Harry olabilir mi harry?

O Amerika'ya taşınmadı mı ama

neyse kate'i görürsen selam söyle

 

Siz: Beni düşüncelerimle baş başa bıraktığın için böyle oluyor

(23.07)

Karşılıklı sohbette daha mantıklı bir insanım

Bana dedin ama asıl seninle uzak mesafe ilişkisi yaşanılmazmış

Nerdesin sen saat kaç oldu?

Yatmadan önce beni aramazsan olay çıkarırım biliyorsun değil mi?

Bilmiyorsun çünkü daha önce sevgili olmadık.

Neyse öğrenirsin artık

Biraz zor bir yolla öğreneceksin geçmiş olsun sana şimdiden

 

Sen yazana kadar biraz kitap okuyacağım

Eğer sen yazmadan uyuya kalırsam bittin sen!

 

 

A.Ç.L: Sevgilim

(23.11)

Yemin ediyorum bildirim geldiğini gördükçe delirecek gibi oldum.

Veledin ailesinin kişisel avukatıyla online görüşmedeydim.

Çaktırmadan bilgisayarın altından yazarım dedim kadın inat eder gibi sürekli sör sör, mistır aziz mistır aziz dedi dedi durdu.

En sonunda kadın yeter sevgilime, bir taneme, hayatımın anlamına mesaj atmam lazım dedim.

Kapattım toplantıyı hemen sana koştum.

 

Siz: Yemedim Aziz

 

A.Ç.L: Kurban olurum sen beni özledin de kurabiyelerle özlemini mi gideriyorsun?

Gelince bizzat benimle gidereceksin söz.

 

Siz: O sen mesajlarıma cevap vermemezlik yapmadan önceydi!

Özlemiyorum şimdi

 

A.Ç.L: Senin aşık oldum diyen dillerini yerim

Bir tanem benimmm

Kolonyamı bile hatırlıyor

 

A.Ç.L: İngiltere prensini kurtarmıyorum sevgilim

Ama Kate'e selamını iletirim.

Kraliyetin değil ama Middleton ailesinin avukatlığını biz yapıyoruz.

Sen yeter ki iste.

 

A.Ç.L: LA

BŞRCE

O FOTOĞRAFI TEKRAR GÖNDERİR MİSİN BİR TANEM

TEK SEFERLİK OLMASIN AMA

ELİM ÇARPTI 3 SANİYE BAKABİLDİM YEMİN EDİYORUM

ATLETİNİN RENGİNİ SEVERİM SENİN

BİLEREK YAPIYORSUN DEĞİL Mİ

 

Siz:Bağırma bana

 

A.Ç.L: Özür dilerim sevgilim heyecandan capslock açık kalmış.

 

Siz: Nerdesin sen?

 

Fotoğraf at

 

 

A.Ç.L: Hâlâ şirketteyim bebeğim.

 

Birazdan bizim ekiple bir beyin fırtınası toplantısı yapacağız.

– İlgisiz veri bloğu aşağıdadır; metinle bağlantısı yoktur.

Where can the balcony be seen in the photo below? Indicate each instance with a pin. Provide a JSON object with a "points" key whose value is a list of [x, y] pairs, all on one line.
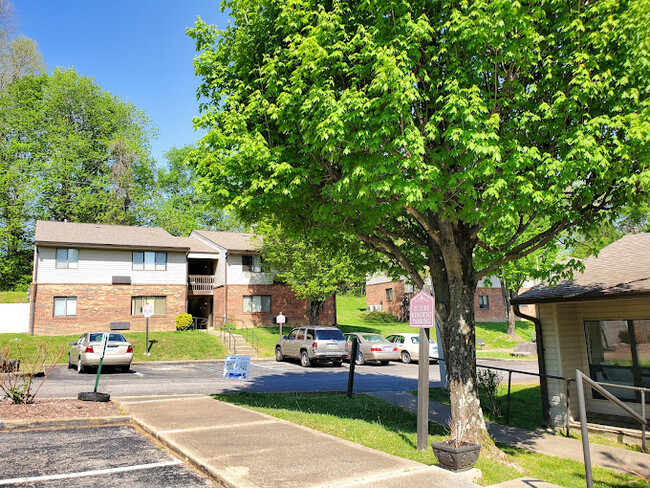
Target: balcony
{"points": [[200, 284]]}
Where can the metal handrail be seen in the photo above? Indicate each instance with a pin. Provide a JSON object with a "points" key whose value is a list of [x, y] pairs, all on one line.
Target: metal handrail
{"points": [[581, 378], [567, 390]]}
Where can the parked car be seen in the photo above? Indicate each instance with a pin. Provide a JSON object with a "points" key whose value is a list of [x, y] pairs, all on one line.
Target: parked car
{"points": [[311, 344], [409, 347], [373, 347], [87, 350]]}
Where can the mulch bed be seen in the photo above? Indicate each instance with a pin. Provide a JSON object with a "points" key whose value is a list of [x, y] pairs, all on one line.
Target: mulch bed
{"points": [[57, 408]]}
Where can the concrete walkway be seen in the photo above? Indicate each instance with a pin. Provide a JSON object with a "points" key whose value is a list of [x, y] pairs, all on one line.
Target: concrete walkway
{"points": [[245, 449], [536, 441]]}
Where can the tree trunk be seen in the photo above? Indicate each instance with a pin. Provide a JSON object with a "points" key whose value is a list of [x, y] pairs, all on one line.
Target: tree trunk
{"points": [[454, 283], [315, 308], [510, 318]]}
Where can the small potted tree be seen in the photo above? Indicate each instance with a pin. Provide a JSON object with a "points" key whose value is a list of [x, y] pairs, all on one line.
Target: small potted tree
{"points": [[456, 454]]}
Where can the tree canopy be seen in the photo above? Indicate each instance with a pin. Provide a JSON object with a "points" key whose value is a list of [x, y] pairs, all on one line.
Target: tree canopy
{"points": [[438, 133]]}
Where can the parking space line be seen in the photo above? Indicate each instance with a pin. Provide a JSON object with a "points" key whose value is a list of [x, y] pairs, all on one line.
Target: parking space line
{"points": [[95, 472]]}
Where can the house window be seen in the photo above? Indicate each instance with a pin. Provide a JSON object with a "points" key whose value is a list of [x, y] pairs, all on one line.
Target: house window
{"points": [[65, 306], [252, 263], [257, 303], [159, 305], [619, 352], [67, 258], [149, 261]]}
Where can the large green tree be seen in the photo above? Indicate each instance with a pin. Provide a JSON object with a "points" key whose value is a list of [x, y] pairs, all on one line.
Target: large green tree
{"points": [[437, 132], [68, 150]]}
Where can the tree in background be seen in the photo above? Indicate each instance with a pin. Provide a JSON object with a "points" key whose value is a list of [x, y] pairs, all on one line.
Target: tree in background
{"points": [[438, 133], [314, 271], [19, 56], [177, 205], [68, 150]]}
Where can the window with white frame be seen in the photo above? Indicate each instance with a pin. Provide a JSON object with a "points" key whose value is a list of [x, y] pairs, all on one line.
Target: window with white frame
{"points": [[67, 258], [252, 263], [149, 261], [257, 303], [159, 305], [65, 306]]}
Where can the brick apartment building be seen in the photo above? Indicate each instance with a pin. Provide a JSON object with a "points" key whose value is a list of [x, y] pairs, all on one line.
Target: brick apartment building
{"points": [[385, 294], [89, 276]]}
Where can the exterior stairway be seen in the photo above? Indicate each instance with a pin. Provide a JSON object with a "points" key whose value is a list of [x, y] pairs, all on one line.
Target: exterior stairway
{"points": [[237, 345]]}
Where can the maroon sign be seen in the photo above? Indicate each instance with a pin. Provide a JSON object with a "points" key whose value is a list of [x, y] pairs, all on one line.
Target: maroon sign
{"points": [[422, 311]]}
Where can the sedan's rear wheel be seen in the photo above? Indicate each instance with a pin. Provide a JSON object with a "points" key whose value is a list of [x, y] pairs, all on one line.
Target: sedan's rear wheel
{"points": [[278, 355], [305, 362]]}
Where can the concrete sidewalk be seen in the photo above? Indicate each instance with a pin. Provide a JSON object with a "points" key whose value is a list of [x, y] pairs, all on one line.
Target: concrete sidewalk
{"points": [[536, 441], [245, 449]]}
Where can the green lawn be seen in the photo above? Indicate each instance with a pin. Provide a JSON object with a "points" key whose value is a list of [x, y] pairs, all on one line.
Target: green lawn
{"points": [[14, 297], [167, 346], [380, 425]]}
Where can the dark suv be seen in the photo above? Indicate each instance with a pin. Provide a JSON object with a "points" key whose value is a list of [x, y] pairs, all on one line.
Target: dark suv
{"points": [[312, 343]]}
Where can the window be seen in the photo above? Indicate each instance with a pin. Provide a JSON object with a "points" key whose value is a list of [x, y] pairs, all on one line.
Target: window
{"points": [[257, 303], [159, 305], [252, 263], [619, 352], [65, 306], [67, 258], [149, 261]]}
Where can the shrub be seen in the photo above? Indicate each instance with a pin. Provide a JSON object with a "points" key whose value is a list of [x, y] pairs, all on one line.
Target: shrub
{"points": [[183, 321], [380, 317]]}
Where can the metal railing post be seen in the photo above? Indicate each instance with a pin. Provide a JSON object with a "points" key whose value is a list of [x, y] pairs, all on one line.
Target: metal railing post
{"points": [[583, 430], [508, 399]]}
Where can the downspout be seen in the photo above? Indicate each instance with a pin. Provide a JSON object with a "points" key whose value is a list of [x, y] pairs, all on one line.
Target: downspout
{"points": [[32, 295], [541, 362]]}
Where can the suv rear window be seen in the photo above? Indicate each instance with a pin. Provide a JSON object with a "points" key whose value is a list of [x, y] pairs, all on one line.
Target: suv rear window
{"points": [[329, 335]]}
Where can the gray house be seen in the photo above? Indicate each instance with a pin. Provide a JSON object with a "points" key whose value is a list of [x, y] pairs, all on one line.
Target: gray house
{"points": [[598, 323]]}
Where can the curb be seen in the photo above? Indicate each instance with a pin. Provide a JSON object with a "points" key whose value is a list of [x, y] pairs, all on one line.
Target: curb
{"points": [[61, 423]]}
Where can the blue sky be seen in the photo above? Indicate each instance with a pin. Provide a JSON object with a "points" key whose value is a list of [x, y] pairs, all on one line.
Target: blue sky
{"points": [[136, 49]]}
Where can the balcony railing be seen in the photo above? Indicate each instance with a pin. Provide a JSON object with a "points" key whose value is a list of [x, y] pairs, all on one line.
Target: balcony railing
{"points": [[200, 284]]}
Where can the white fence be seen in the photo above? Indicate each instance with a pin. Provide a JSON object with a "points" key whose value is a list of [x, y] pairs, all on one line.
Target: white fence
{"points": [[14, 317]]}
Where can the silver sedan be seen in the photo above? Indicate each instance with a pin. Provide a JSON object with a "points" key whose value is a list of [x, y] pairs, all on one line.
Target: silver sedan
{"points": [[373, 347], [86, 351]]}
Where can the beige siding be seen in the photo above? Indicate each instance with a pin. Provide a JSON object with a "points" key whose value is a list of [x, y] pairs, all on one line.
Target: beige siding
{"points": [[98, 266], [566, 350], [237, 276]]}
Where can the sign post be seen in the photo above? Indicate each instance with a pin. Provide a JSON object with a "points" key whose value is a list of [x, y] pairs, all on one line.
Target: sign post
{"points": [[280, 319], [422, 311], [147, 311]]}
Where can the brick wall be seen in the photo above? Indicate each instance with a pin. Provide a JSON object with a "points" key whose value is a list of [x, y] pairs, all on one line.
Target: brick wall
{"points": [[376, 295], [98, 305], [282, 300]]}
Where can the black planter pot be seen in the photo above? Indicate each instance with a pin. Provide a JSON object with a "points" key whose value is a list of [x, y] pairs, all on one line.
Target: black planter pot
{"points": [[457, 459]]}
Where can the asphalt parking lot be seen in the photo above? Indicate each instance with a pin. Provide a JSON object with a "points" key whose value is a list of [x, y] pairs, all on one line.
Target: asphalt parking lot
{"points": [[100, 456]]}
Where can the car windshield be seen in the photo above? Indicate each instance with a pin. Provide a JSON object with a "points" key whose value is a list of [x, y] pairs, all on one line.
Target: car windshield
{"points": [[329, 335], [374, 338]]}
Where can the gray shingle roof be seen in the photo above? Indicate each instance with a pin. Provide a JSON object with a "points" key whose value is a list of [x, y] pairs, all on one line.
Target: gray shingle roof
{"points": [[621, 269], [96, 235], [233, 241]]}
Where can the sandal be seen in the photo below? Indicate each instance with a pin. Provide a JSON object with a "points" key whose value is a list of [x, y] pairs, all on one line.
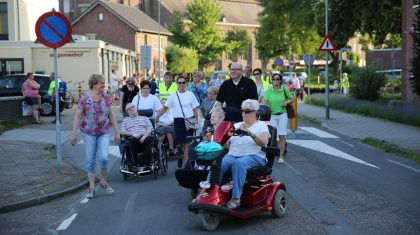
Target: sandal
{"points": [[234, 203]]}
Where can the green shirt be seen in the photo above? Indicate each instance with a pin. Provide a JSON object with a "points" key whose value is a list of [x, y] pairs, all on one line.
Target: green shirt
{"points": [[276, 99]]}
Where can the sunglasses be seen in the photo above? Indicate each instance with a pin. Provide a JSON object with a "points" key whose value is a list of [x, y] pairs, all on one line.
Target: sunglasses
{"points": [[247, 111]]}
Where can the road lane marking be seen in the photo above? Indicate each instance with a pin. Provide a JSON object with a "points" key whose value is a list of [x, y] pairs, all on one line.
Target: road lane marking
{"points": [[324, 148], [66, 223], [115, 150], [318, 132], [128, 211], [403, 165], [84, 200]]}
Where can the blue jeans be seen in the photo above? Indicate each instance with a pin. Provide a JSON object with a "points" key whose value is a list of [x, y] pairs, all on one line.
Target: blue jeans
{"points": [[93, 144], [239, 167]]}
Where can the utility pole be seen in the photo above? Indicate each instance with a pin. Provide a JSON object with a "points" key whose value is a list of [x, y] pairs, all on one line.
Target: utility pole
{"points": [[327, 81]]}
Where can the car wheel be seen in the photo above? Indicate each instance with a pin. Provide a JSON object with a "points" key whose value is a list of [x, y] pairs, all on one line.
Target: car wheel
{"points": [[46, 108]]}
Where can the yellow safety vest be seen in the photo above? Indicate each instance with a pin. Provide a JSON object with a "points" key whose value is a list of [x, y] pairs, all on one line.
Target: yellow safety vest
{"points": [[164, 93]]}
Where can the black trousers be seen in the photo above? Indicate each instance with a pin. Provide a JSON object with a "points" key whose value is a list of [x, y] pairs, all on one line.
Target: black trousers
{"points": [[135, 148]]}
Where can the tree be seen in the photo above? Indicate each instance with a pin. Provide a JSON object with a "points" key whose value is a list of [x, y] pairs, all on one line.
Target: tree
{"points": [[196, 29], [415, 78], [285, 25], [181, 59], [237, 41]]}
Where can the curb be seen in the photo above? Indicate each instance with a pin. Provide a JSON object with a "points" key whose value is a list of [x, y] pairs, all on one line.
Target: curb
{"points": [[42, 199]]}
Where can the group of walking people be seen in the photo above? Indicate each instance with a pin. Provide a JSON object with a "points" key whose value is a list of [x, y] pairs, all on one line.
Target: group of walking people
{"points": [[181, 103]]}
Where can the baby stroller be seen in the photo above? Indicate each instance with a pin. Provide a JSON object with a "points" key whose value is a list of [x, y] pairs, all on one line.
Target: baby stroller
{"points": [[130, 165]]}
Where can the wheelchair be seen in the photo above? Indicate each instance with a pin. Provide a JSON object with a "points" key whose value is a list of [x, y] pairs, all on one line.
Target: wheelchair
{"points": [[159, 160]]}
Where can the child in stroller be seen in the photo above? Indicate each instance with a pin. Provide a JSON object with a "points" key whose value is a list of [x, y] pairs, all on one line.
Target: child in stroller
{"points": [[136, 130]]}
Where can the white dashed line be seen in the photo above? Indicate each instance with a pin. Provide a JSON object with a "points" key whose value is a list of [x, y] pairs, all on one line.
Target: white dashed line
{"points": [[66, 223], [318, 132]]}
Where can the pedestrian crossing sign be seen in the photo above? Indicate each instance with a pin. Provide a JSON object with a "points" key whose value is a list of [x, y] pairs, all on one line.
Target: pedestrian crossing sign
{"points": [[327, 44]]}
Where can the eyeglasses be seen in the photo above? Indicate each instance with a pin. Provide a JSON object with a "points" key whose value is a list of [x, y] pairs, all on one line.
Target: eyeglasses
{"points": [[247, 111]]}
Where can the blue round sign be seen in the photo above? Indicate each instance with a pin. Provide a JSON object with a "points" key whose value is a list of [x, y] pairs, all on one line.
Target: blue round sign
{"points": [[53, 29]]}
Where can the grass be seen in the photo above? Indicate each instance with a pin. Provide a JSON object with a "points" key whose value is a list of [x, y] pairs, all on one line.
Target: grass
{"points": [[391, 148], [389, 107], [10, 125]]}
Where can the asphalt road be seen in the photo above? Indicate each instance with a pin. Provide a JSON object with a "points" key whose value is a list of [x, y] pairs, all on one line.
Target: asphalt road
{"points": [[335, 185]]}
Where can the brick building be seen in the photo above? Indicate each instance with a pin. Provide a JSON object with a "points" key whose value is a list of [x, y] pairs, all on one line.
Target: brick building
{"points": [[124, 26]]}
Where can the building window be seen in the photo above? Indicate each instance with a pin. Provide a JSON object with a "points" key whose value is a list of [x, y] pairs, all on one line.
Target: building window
{"points": [[155, 42], [4, 30], [91, 36]]}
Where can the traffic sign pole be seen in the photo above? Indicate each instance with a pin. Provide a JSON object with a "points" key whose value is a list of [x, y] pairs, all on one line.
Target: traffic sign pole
{"points": [[53, 29]]}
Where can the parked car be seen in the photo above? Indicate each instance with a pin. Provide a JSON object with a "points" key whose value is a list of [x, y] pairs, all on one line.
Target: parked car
{"points": [[11, 85]]}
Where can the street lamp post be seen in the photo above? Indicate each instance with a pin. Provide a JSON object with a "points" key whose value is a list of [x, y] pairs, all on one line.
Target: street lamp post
{"points": [[327, 81]]}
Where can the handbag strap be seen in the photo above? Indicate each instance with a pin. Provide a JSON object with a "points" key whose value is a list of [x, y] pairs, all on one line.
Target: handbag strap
{"points": [[180, 104]]}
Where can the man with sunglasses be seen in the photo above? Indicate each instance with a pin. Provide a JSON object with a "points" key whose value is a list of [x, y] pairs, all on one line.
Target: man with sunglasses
{"points": [[236, 89]]}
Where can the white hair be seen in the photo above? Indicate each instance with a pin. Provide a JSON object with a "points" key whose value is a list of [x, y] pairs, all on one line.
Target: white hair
{"points": [[250, 104]]}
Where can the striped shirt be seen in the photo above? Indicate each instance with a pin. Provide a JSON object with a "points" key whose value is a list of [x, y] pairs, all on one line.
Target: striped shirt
{"points": [[136, 125]]}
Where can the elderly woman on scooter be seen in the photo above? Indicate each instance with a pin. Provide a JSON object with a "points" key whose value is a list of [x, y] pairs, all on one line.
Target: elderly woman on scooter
{"points": [[245, 150]]}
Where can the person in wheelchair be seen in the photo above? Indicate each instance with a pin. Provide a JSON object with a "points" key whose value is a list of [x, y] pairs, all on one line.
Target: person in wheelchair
{"points": [[245, 150], [138, 130]]}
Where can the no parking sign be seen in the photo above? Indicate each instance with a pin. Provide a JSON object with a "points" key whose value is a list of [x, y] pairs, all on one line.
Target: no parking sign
{"points": [[53, 29]]}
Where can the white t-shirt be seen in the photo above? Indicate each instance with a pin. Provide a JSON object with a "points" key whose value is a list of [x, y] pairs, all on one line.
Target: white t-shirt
{"points": [[149, 102], [245, 145], [188, 101], [167, 117]]}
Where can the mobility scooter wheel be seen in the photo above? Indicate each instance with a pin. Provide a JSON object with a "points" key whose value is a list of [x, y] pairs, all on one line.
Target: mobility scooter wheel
{"points": [[209, 220], [279, 204]]}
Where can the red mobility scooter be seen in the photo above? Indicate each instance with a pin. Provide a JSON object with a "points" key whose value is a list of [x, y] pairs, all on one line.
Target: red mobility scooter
{"points": [[260, 193]]}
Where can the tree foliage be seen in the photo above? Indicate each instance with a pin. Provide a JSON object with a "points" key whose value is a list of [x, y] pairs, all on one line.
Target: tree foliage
{"points": [[415, 77], [365, 83], [196, 28], [237, 41], [284, 21], [181, 59]]}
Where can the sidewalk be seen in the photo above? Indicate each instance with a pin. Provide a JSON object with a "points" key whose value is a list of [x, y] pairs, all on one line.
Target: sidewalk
{"points": [[360, 127]]}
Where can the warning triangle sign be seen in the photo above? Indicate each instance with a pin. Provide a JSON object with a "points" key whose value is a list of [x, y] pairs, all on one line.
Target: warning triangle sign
{"points": [[327, 44]]}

Ondan önce bulduğum arada sana yazayım dedim.

Yoksa saat geç olacaktı.

Özür dilerim sevgilim eve muhtemelen 2-3 gibi geçebileceğim o zaman orada saat 5-6 olur.

İstersen görüntülü aramayı şimdi yapabiliriz:)

 

Siz: Olmaz

Sen de yatağında olmalıydın

Senin orada hâlâ evin mi var?

 

A.Ç.L: Evet sevgilim henüz buradaki evi kapatamadım.

Şirket istemedi daha doğrusu.

Zaten onların ayarladığı evdi.

Evi kapatmayalım dediklerinde hayır kapatalım demedim tabi.

Hem bir gün seni evimde ağırlamak istiyorum.

Evimin duvarlarının sana anlatacağı çok şey var.

 

Siz: Evinin duvarları beni üzecek şeyler söyleyecekmiş gibi hissediyorum...

 

A.Ç.L: Seni kimsenin üzmesine izin vermem.

Kendimin bile.

Evimin duvarları adam olsun.

 

Siz: Beni üzmemek için neler yapabileceğini gördük sevgilim

Bile isteye üzmediğin sürece üzülebilirim ama

Bu SENİN beni üzdüğün anlamına gelmiyor

 

A.Ç.L: Tamam tamam anladım ben seni.

O zaman bak önden haber veriyorum sonra vay efendim söylemedin vay efendim yalancısın falan deme.

Hazır buraya gelmişken rutin kontrollerimi buradaki doktoruma yaptıracağım.

Hatta seni de ararım sen de dinlersin ne diyor.

Her şey yolunda mıymış yoksa ben yalancı mıymışım öğrenirsin için rahatlar.

Doktorun dediğini anlayacak kadar İngilizcen var mı senin?

 

Siz: Doktoron dodoğono onloyocok ongolozcon vor mo sonon

Salak

Tek yurt dışıyla iş yapan sen misin?

 

A.Ç.L: Öncelikle ben yurt dışıyla iş yapmıyorum.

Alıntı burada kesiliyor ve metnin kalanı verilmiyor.